Q4.3  (2 points)  In the perceptron algorithm, if we incorrectly classified 1 when the true classification is -1, we adjust the weights by           the feature vector.

In approximate Q-learning, if the training episode’s Q-value is lower than the estimated Q-value from the weights, we adjust the weights by           the feature vector.

Both of these questions have the same answer; select it below.

  (A) adding                  (B) subtracting            (C) multiplying           (D) dividing

Q4.4  (2 points)  Instead of manually designing features for perceptrons, we often vectorize the training data and input it directly into the perceptron. For example, if we’re classifying images, we could take a vector of pixel brightnesses and input that to the perceptron.

We can also run approximate Q-learning without manually designing features by creating one feature for each state.

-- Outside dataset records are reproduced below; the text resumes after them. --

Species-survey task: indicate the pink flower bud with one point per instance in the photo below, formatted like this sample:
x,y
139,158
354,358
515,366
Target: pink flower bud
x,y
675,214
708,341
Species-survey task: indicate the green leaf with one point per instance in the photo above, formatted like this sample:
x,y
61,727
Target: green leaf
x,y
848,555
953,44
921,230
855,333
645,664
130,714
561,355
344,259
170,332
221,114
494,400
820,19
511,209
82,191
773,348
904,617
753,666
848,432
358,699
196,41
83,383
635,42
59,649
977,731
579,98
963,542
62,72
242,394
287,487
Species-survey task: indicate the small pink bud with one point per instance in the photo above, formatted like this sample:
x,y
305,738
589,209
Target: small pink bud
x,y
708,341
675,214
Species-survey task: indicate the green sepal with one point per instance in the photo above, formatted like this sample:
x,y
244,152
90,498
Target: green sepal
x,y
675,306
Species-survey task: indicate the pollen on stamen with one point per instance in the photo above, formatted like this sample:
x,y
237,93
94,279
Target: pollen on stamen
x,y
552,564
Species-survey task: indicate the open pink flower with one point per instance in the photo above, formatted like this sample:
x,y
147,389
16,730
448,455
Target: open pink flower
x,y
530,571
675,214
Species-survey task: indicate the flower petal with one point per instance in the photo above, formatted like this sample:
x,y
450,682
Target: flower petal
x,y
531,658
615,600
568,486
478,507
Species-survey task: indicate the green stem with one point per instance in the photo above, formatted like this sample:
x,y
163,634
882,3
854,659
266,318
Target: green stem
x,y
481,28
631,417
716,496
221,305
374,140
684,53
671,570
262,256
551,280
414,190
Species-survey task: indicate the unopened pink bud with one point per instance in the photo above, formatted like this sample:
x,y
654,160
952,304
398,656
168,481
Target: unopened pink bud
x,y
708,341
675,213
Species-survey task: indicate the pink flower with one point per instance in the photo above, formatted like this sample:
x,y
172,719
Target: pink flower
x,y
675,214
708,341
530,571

Feature i is 1 if the current state is i, and 0 otherwise. (In other words, each state has a unique feature vector where exactly one element is set to 1.)

If we ran approximate Q-learning with these features, our learned Q-values would be           the Q-values from exact Q-learning.

  (A) less accurate than               (B) exactly the same as             (C) more accurate than

Q4.5  (2 points)  Having more unique data points in the training dataset in the perceptron algorithm is most similar to which of these procedures in Q-learning?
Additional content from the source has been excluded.